San Agustín, en su Sermón 93, 17 hace un comentario acerca de esta parábola. Dice así: “Vela con el corazón, con la fe, con la esperanza, con la caridad, con las obras (…); prepara las lámparas, cuida de que no se apaguen, aliméntalas con el aceite interior de una recta conciencia; permanece unido al esposo por el Amor, para que Él te introduzca en la sala del banquete, donde tu lámpara nunca se extinguirá”.
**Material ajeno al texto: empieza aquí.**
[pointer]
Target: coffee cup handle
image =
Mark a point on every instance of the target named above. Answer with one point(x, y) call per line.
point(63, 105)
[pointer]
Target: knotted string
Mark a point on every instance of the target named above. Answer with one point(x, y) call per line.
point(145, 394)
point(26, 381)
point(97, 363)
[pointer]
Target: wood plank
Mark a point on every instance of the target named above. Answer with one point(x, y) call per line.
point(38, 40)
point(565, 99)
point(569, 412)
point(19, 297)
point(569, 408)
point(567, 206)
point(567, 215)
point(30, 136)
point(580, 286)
El querer es muy propio de la naturaleza humana y San Agustín detalla en ese párrafo muchos modos de hacerlo; está a nuestro alcance. Y cada uno sabemos por donde tirar hacia el bien. Pero el fallar también es propio de la persona, nuestra naturaleza herida nos puede dar malas sorpresas. Por ello hay que luchar en ser personas fuertes, vibrantes, constantes. Ser alguien que se recarga del amor de Dios, particularmente a través de los sacramentos y de las prácticas de piedad, de modo que no falte el aceite del amor, que sigamos siempre adelante, con la meta de llegar al cielo. Perseverar en la búsqueda del “aceite”, no al desaliento. Descubrir una y otra vez que la existencia de cada uno -también mi propia existencia- tiene un valor inconmensurable, pues ha sido objeto del abundante amor del Señor, del Esposo, según esta parábola, que nos ha llamado y que nos exige seguir el camino.
La vida cristiana, la vida sobrenatural implica mirar hacia adelante, también con la alegría de que siempre estamos a tiempo para pedir perdón al Señor, para levantarnos si hemos caído. Para que nuestro corazón sea recto, y no se desvíe ni con sueños tontos, ni con distracciones desafortunadas, ni con malas pasiones.
En definitiva, este Evangelio nos enseña a no dejarnos llevar por la tibieza, pendiente resbaladiza que rompe el alma.